North Marden – St Mary
A small C12 single-cell apsidal church with a fine south doorway. Apart from C19 restoration the only later addition is a large trefoil-headed niche, probably C13.
North Marden is the remotest of the Mardens, indeed perhaps in the remotest area of the Sussex Downland. There has probably never been a village in the full sense, just a scattered collection of farms and cottages. The flint church is approached past one of these. The parish has long been amalgamated with East Marden, of which it was initially a chapelry (1 p88).
It is the only church in Sussex with an apse but no chancel arch, for the few other apsidal ones have separate chancels. The only original window is in the west gable, though the C19 round-headed windows of the apse have old rere-arches. The fine and little restored round-headed south doorway dates the whole to the second quarter of the C12. The outer of two orders has chevron moulding with a circle between each section and the lower sides of the abaci have bands of beading. Parallels to work of the same date at Chichester have been noted (www.crsbi.ac.uk retrieved on 15/4/2013).

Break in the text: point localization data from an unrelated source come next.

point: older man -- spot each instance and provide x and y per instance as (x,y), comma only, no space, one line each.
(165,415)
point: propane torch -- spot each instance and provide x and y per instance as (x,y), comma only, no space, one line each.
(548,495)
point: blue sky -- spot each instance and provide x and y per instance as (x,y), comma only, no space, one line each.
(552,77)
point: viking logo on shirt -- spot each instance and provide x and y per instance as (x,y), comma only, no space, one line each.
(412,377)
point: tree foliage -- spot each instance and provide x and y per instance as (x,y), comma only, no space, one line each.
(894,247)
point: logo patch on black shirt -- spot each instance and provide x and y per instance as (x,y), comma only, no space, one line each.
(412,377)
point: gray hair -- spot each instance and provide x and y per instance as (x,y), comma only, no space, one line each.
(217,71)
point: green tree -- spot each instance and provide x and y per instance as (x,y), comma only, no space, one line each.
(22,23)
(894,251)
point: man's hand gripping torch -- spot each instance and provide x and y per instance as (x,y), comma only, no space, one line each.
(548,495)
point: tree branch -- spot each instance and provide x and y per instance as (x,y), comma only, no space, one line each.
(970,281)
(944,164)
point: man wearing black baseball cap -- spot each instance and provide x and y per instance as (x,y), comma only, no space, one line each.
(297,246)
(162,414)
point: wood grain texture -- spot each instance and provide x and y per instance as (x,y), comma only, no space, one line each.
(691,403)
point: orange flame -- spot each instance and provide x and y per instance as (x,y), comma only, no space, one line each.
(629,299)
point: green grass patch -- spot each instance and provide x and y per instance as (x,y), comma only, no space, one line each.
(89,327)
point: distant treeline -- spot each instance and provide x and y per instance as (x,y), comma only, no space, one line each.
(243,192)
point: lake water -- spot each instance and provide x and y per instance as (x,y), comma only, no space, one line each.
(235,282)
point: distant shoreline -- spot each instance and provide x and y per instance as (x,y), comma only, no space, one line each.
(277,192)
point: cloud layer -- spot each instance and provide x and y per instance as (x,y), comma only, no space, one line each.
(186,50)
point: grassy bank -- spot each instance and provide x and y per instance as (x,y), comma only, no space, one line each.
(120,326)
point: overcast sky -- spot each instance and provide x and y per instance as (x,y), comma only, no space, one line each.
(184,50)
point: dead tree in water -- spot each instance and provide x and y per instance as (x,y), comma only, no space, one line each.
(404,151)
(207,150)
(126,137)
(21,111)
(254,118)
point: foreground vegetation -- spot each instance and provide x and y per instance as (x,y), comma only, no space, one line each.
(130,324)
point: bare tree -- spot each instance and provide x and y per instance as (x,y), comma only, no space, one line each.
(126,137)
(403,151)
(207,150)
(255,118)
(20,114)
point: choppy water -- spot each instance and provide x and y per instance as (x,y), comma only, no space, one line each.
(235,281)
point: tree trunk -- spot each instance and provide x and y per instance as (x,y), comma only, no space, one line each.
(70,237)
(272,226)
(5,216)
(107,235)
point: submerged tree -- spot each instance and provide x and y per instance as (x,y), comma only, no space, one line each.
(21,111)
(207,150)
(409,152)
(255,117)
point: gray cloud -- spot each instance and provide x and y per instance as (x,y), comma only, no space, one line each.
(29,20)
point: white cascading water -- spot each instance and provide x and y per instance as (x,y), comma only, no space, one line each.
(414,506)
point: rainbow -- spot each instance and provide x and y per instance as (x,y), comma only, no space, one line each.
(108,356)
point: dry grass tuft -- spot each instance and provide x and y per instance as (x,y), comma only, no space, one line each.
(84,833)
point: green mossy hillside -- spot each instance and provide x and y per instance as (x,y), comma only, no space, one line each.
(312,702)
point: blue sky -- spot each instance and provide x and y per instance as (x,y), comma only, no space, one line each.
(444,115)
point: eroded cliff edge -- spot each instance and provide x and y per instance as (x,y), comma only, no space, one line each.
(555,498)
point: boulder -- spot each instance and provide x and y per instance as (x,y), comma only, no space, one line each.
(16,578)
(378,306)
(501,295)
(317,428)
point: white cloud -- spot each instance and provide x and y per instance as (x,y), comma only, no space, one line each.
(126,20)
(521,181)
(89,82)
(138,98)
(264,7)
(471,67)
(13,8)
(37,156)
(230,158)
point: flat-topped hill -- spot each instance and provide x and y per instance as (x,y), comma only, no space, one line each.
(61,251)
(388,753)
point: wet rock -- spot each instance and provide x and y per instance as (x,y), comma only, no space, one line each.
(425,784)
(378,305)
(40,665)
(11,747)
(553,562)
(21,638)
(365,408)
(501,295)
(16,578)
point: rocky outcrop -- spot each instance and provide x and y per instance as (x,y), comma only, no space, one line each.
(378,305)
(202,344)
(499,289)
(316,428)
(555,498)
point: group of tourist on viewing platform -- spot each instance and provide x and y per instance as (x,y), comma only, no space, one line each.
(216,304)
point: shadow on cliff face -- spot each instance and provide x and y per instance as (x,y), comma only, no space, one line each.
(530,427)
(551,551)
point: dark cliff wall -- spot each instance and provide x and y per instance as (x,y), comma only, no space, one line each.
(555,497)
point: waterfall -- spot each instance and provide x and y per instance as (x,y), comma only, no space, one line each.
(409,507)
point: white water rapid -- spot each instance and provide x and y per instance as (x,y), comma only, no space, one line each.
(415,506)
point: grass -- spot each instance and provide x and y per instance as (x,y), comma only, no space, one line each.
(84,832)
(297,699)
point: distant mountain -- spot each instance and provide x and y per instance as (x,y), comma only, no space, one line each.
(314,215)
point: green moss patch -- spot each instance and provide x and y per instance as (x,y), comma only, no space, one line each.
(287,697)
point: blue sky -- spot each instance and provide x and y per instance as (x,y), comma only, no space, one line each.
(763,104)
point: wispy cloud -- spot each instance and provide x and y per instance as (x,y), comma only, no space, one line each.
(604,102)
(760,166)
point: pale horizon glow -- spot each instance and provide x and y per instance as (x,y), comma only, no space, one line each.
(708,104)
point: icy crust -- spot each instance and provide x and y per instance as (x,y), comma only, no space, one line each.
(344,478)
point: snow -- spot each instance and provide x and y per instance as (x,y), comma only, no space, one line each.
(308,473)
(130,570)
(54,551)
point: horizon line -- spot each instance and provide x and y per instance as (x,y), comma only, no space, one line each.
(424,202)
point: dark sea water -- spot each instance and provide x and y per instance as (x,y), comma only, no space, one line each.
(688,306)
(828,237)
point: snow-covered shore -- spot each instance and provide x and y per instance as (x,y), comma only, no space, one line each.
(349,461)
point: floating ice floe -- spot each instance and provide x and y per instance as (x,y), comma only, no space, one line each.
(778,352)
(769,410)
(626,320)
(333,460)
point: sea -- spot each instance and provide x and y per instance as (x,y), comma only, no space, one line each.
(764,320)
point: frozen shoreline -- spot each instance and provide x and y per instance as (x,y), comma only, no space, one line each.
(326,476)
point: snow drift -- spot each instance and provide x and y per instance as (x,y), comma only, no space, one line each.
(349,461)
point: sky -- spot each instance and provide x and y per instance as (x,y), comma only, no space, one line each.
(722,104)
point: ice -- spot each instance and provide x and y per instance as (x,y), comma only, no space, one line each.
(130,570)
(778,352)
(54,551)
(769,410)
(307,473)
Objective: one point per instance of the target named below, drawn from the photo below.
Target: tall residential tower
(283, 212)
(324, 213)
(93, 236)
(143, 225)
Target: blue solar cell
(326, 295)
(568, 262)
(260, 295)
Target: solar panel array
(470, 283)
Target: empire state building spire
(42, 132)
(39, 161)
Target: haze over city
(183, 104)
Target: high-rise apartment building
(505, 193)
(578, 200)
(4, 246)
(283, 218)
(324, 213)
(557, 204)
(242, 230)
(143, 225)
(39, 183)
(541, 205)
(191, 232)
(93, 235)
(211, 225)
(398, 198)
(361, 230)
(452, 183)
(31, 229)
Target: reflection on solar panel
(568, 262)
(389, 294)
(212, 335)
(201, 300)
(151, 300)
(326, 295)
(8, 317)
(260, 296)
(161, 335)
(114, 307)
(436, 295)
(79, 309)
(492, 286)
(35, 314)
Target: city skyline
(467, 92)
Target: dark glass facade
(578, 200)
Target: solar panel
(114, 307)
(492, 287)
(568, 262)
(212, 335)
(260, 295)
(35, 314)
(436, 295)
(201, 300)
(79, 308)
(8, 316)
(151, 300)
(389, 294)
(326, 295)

The round-headed lancets of the nave are renewed and the Sharpe Collection drawing (1805), not ideally clear, shows a narrow south window, so these may replace similar C12 or early C13 ones. A large trefoil-headed recess on the south side of the apse is too large for a piscina, as has been suggested (ibid), and lacks a drain. It is probably late C13 and intended for an image. After the Reformation, the chancel windows were altered, as a brick sill and sides under the north one shows, and there was more brick patching. The Sharpe drawing shows a blocked east window, divided by a plain mullion, and a C17 or C18 south porch. C19 restoration work may have started early, for Adelaide Tracy (1849) (1 p29) shows the apse windows as today, with lightly decorated surrounds that recall the work of 1839 in the nave at Old Shoreham. It is thus puzzling that Quartermain ((W) p156), a little later, shows square hoodmoulds and so does Nibbs’s undated etching (in his 1874 volume). They also show a big round-headed post-Reformation south east nave window, so most of the present nave ones date probably from L W Ridge‘s restoration of 1886-87, which cost over £300 (CDK 1888 pt 2). Despite considerable renewal, Ridge kept much of the charm of the building. Particularly to be mentioned is the new roof, which is beautifully fitted round the apse. The boarded belfry was also replaced, though the present one resembles that on the Sharpe drawing. At some point in the C19 a small vestry was added opening off the north side of the nave. It is built of galletted flint but nothing precise is known of its date.
Fittings and monuments
Commandments etc: (West wall) Painted boards, probably early C19, with the Creed, Commandments and Lord’s Prayer.
Font: The cylindrical bowl is probably C12, but the base was cut away, probably in the C14 to fit an octagonal base. Unusually, the lead lining of the inside covers the top also.
Piscina: See above.
Royal Arms: (Now not on display) Small and of iron, George II or III before 1802 (probably the latter).